Scarlet fever can be successfully treated with antibiotics in a matter of days or weeks. However, scarlet fever can cause serious complications. Here are some:

  • Rheumatic fever: It is one of the complications associated with strep throat. It is caused by a bacterium called group A Streptococcus. Rheumatic fever causes the body to attack its own tissues. This reaction causes widespread inflammation throughout the body, which is the basis for all symptoms of rheumatic fever.
  • Peritonsillar abscess: A bacterial infection that usually begins as a complication of untreated strep throat or tonsillitis. It generally involves a pus-filled pocket that forms near one of your tonsils.
  • Pneumonia: Pneumonia is an infection in one or both lungs. It can be caused by bacteria, viruses, or fungi. Pneumonia causes inflammation in the air sacs in your lungs, which are called alveoli. The alveoli fill with fluid or pus, making it difficult to breathe. If a person has scarlet fever, bacterial pneumonia may also occur due to Streptococcus bacteria.

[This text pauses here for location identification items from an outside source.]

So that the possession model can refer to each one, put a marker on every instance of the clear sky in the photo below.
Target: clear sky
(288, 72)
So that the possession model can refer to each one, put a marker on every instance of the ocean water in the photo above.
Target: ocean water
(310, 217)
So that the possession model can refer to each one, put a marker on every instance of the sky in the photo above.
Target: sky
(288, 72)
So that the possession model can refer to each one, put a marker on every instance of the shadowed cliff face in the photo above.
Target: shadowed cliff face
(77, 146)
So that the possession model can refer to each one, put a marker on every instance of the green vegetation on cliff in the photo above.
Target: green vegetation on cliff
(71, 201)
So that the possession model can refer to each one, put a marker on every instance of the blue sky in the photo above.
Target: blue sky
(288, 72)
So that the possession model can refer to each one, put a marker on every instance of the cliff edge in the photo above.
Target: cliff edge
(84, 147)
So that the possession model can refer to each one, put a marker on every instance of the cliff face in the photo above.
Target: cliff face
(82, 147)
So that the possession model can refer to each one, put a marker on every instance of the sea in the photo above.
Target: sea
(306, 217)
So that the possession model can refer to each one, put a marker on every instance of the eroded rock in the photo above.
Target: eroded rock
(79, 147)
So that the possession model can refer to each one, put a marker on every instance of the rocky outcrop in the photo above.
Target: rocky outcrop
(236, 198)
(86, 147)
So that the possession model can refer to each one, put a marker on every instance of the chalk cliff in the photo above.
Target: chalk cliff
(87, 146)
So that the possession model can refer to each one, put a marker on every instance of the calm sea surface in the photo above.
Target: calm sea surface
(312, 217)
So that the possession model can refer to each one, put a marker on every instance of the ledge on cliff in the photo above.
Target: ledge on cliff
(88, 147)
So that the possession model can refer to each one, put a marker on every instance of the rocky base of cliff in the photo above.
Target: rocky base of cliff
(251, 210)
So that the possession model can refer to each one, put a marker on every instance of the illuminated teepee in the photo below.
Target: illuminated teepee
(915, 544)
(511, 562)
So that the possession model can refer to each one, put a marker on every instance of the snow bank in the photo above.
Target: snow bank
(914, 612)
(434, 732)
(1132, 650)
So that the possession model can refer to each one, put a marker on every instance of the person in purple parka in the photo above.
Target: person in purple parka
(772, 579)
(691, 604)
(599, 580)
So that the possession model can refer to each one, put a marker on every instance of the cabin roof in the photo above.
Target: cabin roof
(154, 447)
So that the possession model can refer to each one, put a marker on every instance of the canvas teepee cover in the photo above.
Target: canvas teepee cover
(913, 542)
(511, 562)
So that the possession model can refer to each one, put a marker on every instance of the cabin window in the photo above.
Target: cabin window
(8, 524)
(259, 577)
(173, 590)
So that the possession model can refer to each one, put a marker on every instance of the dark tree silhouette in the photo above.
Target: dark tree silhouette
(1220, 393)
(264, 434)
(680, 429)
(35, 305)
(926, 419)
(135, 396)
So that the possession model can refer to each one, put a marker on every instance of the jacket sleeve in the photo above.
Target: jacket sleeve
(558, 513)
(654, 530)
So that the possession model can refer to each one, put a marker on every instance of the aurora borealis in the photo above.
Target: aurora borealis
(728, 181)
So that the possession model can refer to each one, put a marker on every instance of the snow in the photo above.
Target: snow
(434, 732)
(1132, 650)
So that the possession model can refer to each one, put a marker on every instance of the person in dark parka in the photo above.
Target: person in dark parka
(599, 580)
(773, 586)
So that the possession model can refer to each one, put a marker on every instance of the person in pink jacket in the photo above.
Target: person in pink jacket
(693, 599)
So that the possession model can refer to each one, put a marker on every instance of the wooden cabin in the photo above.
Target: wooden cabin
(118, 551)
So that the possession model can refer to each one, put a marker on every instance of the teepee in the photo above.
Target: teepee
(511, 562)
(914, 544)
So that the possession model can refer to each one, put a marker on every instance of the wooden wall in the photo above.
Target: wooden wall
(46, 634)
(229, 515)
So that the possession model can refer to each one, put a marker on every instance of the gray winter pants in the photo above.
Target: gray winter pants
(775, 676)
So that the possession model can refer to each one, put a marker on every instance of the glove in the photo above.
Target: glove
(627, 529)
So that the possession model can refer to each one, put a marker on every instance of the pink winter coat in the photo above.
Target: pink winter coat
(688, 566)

Treatment Of Scarlet Fever

To determine if a child has scarlet fever, doctors have to check for the presence of the strep bacteria. This is done through a rapid strep test or throat culture, which is a painless swab of the throat. After confirming a strep infection, doctors prescribe antibiotics for a child to take. Antibiotics kill bacteria and help the body’s immune system fight off the bacteria causing the infection. In most cases, the rash and other symptoms of scarlet fever will be gone in about 10 days to 2 weeks with antibiotic treatment.

Other treatments/medications may include:

  • Eating ice pops, ice cream, or warm soup to help ease the pain of a sore throat.
  • Gargling with salt water and using a cool air humidifier to decrease the severity and pain of a sore throat.
  • Sucking on throat lozenges to relieve sore throats.
  • Taking (Tylenol) or ibuprofen to ease throat pain.
  • Humidifying the air to stop throat irritation from dry air.
  • Switching to a soft food diet if eating is painful.
  • Drinking plenty of water to moisten the throat and avoid dehydration.
  • Drinking plenty of water if you do not have much of an appetite.
  • Using calamine lotion to relieve the itch of the rash.
  • Keeping the room cool
  • Taking paracetamol to relieve aches and pains and bring down a high temperature.
  • Staying away from irritants in the air, such as pollution

Preventing Scarlet Fever

There is no vaccine to prevent scarlet fever, but good hygiene can definitely prevent children from getting scarlet fever. Here are some prevention tips to follow:

  • Wash your hands before preparing food, before and after meals, after using the restroom and anytime you cough or sneeze.
  • Cover your mouth and nose when sneezing or coughing.
  • Don’t share utensils and drinking glasses with others, especially in group settings.
  • As much as possible, avoid people with other forms of Streptococcal infection, since they may also transfer the bacteria to you and put you at risk of scarlet fever.
  • Strengthen your immune system by adopting a healthy diet, getting enough sleep, and exercising.